Execution: It dynamically retrieves and maps only the relevant architectural rules (e.g., docs/adr/06-persistence.md) into the Codex layer, leaving unrelated documentation (like UI or networking rules) out of the prompt.
Placement: Injected into the static Codex layer of the prefix cache. This limits context bloat, focusing the machine's Aisthēsis purely on the domain at hand.

Quality Drift Injection (LLM Output Correction)

A formatter/injector may provide a compact "quality drift" block containing recent, high-frequency local failure patterns (for example: Ruff lint faults, BasedPyright typing faults, Markdown formatting mistakes) to reduce repeated agent errors during coding rituals.

Intent: Pre-correct common local mistakes before code is produced.
Inputs: Local lint/type outputs and curated fault indexes (for example an agent drift ledger).
Constraints: Must be bounded by recency, frequency, and token budget to avoid polluting the stable floor.
Placement: Inject after Identity/Codex and before volatile query content when used, so project conventions remain visible during generation.

This is a correction aid, not a replacement for Ruff/BasedPyright enforcement; the quality stack remains the authoritative judge after generation.

Metacognitive Pressure Valve

A formatter may also inject a compact pressure valve for tasks with ambiguous premises, adversarial constraints, or repeated failed retries.

Intent: Preserve the Agent's ability to report contradiction, missing inputs, or structural impossibility before pressure turns uncertainty into hallucinated completion.
Shape: Short, operational instructions such as "name the blocked premise," "declare the unresolvable constraint," or "return the typed bottleneck after bounded retries."
Boundary: This does not relax typed outputs, verification, or policy gates. It only prevents the volatile query from forcing false certainty into the generation field.
Placement: Inject near other quality drift rules, after stable project law and before the volatile task request, so epistemic humility remains subordinate to system contracts.
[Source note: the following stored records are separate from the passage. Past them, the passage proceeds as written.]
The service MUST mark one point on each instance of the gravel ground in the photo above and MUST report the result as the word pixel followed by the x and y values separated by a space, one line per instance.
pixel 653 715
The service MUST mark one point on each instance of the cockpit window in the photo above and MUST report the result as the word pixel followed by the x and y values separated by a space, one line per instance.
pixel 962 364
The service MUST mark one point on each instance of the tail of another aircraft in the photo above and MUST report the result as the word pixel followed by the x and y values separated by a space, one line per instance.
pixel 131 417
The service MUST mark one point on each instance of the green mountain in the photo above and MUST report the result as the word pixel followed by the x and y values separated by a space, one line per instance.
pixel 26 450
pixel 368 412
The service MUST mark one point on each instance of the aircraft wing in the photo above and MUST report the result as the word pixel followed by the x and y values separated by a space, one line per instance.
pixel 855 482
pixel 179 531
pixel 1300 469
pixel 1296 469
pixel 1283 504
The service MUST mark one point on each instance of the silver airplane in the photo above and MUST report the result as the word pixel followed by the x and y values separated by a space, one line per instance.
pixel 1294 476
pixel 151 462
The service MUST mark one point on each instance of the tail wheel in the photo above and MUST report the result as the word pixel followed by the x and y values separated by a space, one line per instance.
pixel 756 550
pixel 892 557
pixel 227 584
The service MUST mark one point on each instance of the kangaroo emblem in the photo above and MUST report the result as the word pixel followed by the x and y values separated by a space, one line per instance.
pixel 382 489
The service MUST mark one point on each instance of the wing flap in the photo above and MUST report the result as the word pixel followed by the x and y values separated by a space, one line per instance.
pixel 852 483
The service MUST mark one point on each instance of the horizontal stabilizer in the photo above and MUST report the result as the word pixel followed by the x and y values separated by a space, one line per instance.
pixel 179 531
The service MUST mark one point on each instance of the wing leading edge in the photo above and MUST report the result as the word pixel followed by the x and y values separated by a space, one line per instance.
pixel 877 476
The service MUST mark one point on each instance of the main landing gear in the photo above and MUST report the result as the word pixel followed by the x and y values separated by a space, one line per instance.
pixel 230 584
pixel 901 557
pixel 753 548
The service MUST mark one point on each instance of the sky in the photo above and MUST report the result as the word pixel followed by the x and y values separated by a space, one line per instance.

The valve is not a friendliness layer or a substitute for proof. It is a small epistemic exit installed before the volatile query: if the three Pramāṇa sources are unavailable, the Agent must be allowed to stop with a named missing measurement. A generic "I don't know" is only valuable when it carries the blocked premise, failed retrieval, missing tool result, or contradiction that made completion structurally false.

Consequences

Positive

Latency Collapse: Successful prompt caching reduces the processing time of massive context from minutes to seconds.
Systemic Reasoning: CAG allows the Agent to maintain a coherent understanding of complex structures that chunked retrieval cannot provide.
Hardware Alignment: By acknowledging the "Weight" of context, the system prevents Out-of-Memory crashes during deep thinking rituals.

Negative

Cache Fragility: A single character change in a static file invalidates the entire cached prefix, forcing a full re-computation.
VRAM Competition: Maintaining large KV caches for multiple concurrent Personas can starve the GPU, requiring strict limits and preemptive evacuation by the system's physical controller.